The Houston-based information technology management software company priced $750 million of 9%/9¾% senior contingent cash-pay notes due 2019 in a drive-by deal on Tuesday. The bonds - issued by corporate parent Boxer Parent Co. Inc. - came to market at 99.5 to yield 9.118%, after the issue was upsized from an original $500 million.

The trader said "they traded up nicely" initially, getting as high as 100¼ bid, 101 offered - but had come off their highs by the end of the week, settling in on Friday at 99 1/8 to 99½ bid, just under their issue price.

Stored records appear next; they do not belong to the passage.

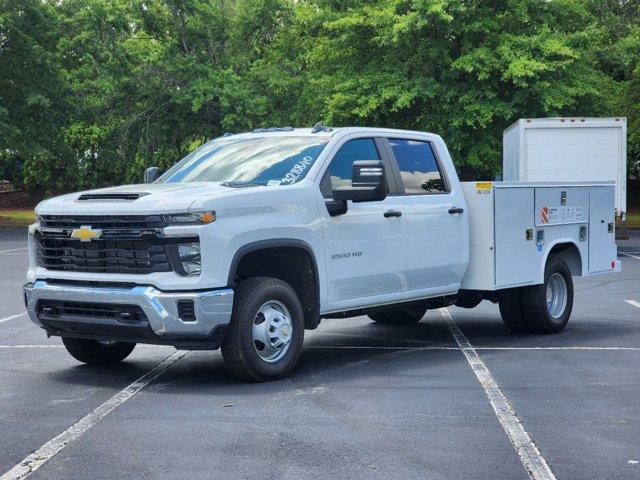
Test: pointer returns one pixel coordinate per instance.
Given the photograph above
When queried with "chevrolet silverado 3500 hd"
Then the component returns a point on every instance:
(253, 238)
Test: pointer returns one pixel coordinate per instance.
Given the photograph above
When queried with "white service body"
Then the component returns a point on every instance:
(513, 226)
(422, 247)
(568, 150)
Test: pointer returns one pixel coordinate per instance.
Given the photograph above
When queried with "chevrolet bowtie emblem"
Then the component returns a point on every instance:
(85, 233)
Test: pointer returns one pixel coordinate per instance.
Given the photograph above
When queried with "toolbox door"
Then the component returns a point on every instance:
(602, 245)
(516, 254)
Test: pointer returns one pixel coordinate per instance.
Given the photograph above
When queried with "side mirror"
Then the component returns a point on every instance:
(368, 183)
(151, 174)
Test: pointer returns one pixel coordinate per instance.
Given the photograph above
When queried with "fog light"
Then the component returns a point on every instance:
(189, 258)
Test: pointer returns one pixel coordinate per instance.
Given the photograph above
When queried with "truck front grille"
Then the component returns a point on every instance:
(118, 222)
(138, 256)
(56, 308)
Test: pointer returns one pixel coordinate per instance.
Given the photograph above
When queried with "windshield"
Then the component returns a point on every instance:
(260, 161)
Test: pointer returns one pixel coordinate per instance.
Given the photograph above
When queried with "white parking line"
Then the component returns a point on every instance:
(31, 346)
(530, 456)
(36, 459)
(6, 319)
(400, 347)
(633, 302)
(13, 250)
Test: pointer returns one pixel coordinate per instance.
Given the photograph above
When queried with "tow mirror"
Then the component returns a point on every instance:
(151, 174)
(368, 183)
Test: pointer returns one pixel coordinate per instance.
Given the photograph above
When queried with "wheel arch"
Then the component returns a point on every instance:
(567, 250)
(260, 258)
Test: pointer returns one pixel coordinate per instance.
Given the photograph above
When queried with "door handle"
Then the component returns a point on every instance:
(392, 213)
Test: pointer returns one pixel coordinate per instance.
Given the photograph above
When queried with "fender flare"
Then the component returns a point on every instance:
(314, 318)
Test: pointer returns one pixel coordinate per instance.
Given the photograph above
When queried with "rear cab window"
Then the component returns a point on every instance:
(419, 169)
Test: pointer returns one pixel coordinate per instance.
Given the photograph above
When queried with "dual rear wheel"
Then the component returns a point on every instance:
(542, 308)
(265, 336)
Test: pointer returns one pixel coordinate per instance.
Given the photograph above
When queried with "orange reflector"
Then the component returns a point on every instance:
(208, 217)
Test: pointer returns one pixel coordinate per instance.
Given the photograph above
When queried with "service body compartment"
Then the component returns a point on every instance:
(514, 225)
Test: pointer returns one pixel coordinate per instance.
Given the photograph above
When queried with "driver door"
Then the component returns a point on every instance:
(364, 248)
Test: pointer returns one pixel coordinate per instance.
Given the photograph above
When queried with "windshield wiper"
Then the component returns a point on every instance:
(241, 183)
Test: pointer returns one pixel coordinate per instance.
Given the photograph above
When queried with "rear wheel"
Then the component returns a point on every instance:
(97, 352)
(511, 311)
(547, 307)
(266, 332)
(403, 316)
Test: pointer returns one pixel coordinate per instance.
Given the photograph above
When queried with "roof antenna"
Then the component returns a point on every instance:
(319, 127)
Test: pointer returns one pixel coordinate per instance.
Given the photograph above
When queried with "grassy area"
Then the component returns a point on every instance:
(16, 217)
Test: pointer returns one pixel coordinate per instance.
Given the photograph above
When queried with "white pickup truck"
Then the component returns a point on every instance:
(255, 237)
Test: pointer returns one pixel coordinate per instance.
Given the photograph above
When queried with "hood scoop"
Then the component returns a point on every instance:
(125, 197)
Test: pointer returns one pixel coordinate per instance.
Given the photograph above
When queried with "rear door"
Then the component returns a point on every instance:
(436, 224)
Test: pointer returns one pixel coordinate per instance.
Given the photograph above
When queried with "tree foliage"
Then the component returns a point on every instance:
(93, 91)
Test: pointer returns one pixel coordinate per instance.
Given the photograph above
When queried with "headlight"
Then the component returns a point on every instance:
(190, 218)
(189, 258)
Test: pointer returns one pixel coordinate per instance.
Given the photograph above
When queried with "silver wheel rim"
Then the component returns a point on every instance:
(557, 294)
(272, 331)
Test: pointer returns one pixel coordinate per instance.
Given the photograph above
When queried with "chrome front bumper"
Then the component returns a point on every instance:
(212, 307)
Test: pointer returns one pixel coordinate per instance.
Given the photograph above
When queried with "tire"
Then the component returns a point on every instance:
(94, 352)
(260, 304)
(403, 316)
(549, 316)
(511, 310)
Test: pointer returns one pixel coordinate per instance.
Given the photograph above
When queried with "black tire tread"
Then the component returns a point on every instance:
(234, 354)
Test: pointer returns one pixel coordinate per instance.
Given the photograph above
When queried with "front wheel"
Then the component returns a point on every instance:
(266, 332)
(97, 352)
(546, 308)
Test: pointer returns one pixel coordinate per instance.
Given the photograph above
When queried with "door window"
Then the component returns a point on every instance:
(418, 167)
(339, 172)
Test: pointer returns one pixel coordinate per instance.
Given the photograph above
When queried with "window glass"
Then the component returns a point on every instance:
(418, 166)
(277, 160)
(342, 163)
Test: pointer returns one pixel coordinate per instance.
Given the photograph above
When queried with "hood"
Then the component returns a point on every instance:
(134, 199)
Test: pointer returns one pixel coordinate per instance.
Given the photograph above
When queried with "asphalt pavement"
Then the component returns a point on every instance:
(366, 401)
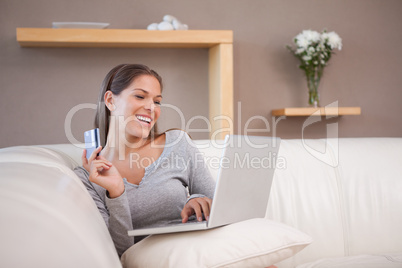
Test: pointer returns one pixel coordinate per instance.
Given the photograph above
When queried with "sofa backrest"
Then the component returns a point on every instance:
(48, 218)
(344, 193)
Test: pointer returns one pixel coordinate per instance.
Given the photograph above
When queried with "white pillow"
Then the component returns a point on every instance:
(252, 243)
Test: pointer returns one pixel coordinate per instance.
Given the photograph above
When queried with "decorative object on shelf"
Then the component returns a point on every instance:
(80, 25)
(169, 23)
(314, 51)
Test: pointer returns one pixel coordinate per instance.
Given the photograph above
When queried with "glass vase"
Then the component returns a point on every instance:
(313, 95)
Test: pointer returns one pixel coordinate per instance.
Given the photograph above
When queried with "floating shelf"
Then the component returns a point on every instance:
(219, 43)
(49, 37)
(320, 111)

"It's about the only new deal that's been weaker," he declared.

Signs of strength?

One of the traders noted the continued weakness seen in equities - stocks fell again on Friday, continuing a run of bad luck that's lasted most of the week, with the bellwether Dow Jones Industrial Average surrendering 143.47 points, or 0.89%, to end at 16,026.75.

"With the equity market being off," he opined, "you would think that our market would be softer again - but we did not feel that at all."

He continued that he was "waiting for bids to be hit - but I didn't even see any bids hit, I saw them just still filling in.

"So, our market's still very strong. There's no direct correlation to the equity market."

However, at another shop, a trader was more cautious, saying that he was seeing "a lot of bid-wanted lists from the ETFs."

People, he said, "are getting a little nervous."

Indicators head lower

Statistical junk performance indicators turned lower across the board on Friday, after having been mixed on Thursday and higher on Wednesday.

The Markit Series 22 CDX North American High Yield Index dropped by 9/16 point on the session to close at 106½ bid, 106 5/8 offered, its second straight drop. On Thursday, it had lost ½ point.

The KDP High Yield Daily Index dropped by 7 basis points to 75.03, after having risen by 4 bps on Thursday, its second straight upside ride.

Its yield, meanwhile, rose by 1 bp to 5.21%, after having come in by 2 bps on Thursday - its second straight improvement.

And the widely followed Merrill Lynch High Yield Master II Index also was on the minus side, easing by 0.133%, its first loss after 2 straight gains, including Thursday, when the index had risen by 0.099%, its second consecutive upturn.

Friday's loss dropped its year-to-date return to 3.262%, versus Thursday's 3.399%, its peak level for 2014 so far.

However, the index still rose by 0.024% on the week - its fourth consecutive weekly gain. Last week, it had risen by 0.265%, for a year-to-date reading of 3.238%.